Di kelas Public Speaking mahasiswa harus mampu berpresentasi dengan baik dan lancar guna mendapatkan nilai
maksimal. Namun, mahasiswa di tengah-tengah presentasi sering
kehilangan ide yang hendak disampaikan, sehingga ada yang
meminta kepada dosen agar diijinkan untuk mengulang presentasi
dari awal. Ada pula yang ketika perasaan gugup dan cemas
timbul, mereka selalu mengulang-ulang ide yang hendak
disampaikan. Aksi yang sering dilakukan antara lain adalah
memainkan tangan, menggoyangkan kaki, bahkan mengucapkan
kata “ehmmm” atau ‘er…er..er..’ secara berulang-ulang walaupun
telah dipahami bahwa hal tersebut tidak penting.

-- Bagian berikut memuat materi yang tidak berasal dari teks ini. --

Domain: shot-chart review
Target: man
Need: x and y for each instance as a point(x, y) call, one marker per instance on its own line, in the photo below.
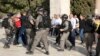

Hal-hal tersebut diatas sejalan dengan Nevid et al.(1997)
yang menyatakan bahwa kecemasan berbicara di depan umum
biasanya ditandai dengan gejala fisik seperti tangan berkeringat,
jantung berdetak lebih cepat, dan kaki gemetaran. Penulis
menduga terdapat rasa kuatir dan kurang percaya diri yang
berlebihan dalam diri mahasiswa yang menyebabkan perilaku
tersebut. Dengan demikian dapat disimpulkan bahwa CA terjadi dan dialami oleh individu ketika individu harus berkomunikasi
ataupun melakukan presentasi di depan umum.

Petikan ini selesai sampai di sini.